Choosing Data Providers (D):
When you create a new Fiori Elements project using a template (like a List Report), the first step in the wizard is selecting the Data Source. You point the project to an OData Service from an ABAP system or a file. This service provides the entities and the initial metadata for the app.
Managing Annotations (A):
Since Fiori Elements apps are driven by annotations, the Web IDE provides an Annotation Modeler. If the backend CDS views don't have all the UI logic you need, you create a local annotation.xml file within the project to define how the UI should look (e.g., which fields appear in a table or a header).
+1
Why the Other Options are Incorrect:
B. Add catalog to user menu in a PFCG role:
This is a Security/Basis task. It is performed in the SAP GUI using transaction PFCG. The Web IDE has no integration for modifying ABAP authorization roles or user assignments.
C. Create a catalog, target mapping, and tiles:
These are Content Configuration tasks. While these steps are necessary to make an app visible to users, they are performed in the SAP Fiori Launchpad Designer (or the Launchpad Content Manager), not within the development IDE.
References:
SAP Learning (UX403): SAP Fiori Elements Development – Project Setup and Annotation Modeling.
SAP Help Portal: "Developing Apps with SAP Fiori Elements."
What result do you expect from the de-composition and re-composition phases? Note: There are 3 correct answers to this question.
A. A purpose-built app to support personas
B. A responsive de-composed design
C. The break-down of a large transaction
D. The prevention of irrelevant data being shown to the user
E. An adaptive and coherent app
Explanation:
This process is a cornerstone of the SAP Fiori UX strategy, moving away from the "one size fits all" approach of SAP GUI.
The break-down of a large transaction (C):
During De-composition, you take a complex legacy transaction (like VA01 for Sales Orders) and break it down into its core tasks. You analyze every field and button to see what is actually necessary for specific roles.
A purpose-built app to support personas (A):
During Re-composition, you take those broken-down tasks and build them back up into a new app designed specifically for a Persona (e.g., a "Sales Representative" vs. a "Sales Manager"). This ensures the app fits the user's specific workflow.

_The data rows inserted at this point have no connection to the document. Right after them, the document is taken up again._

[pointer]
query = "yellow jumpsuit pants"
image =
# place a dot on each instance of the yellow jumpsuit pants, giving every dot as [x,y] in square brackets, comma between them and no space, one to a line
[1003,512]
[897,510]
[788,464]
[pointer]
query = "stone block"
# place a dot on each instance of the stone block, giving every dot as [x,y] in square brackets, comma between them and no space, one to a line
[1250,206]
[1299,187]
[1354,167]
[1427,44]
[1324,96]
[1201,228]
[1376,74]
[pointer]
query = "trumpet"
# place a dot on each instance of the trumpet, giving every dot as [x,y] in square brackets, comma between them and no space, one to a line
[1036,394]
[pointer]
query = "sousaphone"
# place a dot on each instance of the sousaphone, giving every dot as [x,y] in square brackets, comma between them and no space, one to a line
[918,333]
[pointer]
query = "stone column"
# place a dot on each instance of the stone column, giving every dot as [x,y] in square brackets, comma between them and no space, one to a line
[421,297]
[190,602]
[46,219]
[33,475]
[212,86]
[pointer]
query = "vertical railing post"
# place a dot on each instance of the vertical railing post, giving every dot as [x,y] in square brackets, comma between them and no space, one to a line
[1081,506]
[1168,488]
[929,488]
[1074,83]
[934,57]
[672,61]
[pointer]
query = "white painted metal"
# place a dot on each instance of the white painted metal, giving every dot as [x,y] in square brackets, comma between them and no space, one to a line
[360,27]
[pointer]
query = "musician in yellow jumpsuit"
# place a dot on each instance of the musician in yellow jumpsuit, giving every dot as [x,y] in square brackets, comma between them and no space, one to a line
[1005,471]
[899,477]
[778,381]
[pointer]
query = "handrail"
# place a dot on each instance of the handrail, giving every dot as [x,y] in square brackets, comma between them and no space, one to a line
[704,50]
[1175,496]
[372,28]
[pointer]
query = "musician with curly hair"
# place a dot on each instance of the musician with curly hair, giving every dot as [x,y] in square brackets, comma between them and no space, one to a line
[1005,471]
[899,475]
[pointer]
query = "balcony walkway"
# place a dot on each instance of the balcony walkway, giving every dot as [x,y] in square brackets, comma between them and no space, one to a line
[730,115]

The prevention of irrelevant data being shown to the user (D):
By decomposing the transaction, you strip away the "noise." Only the data and actions required for that specific persona's task are included in the final Fiori app. This directly supports the Fiori principle of Simplicity.
Why the Other Options are Incorrect:
B. A responsive de-composed design:
While Fiori apps are responsive, "responsive" refers to the technical ability of the UI to adapt to screen sizes (mobile/tablet/desktop). De-composition is a functional process of splitting tasks, not a visual process of layout responsiveness.
E. An adaptive and coherent app:
These are general Fiori design principles (Adaptive, Coherent, Simple, Delightful, Role-based). While the result of the process might be an adaptive app, it is not the direct result of the de-composition/re-composition phases specifically; those phases focus on Role-based and Simple outcomes.
References:
SAP Learning (UX100): SAP Fiori Foundation – Unit on "Fiori Design Principles and the Transformation of SAP GUI."
SAP Design Guidelines: "The Evolution of a Transaction" section.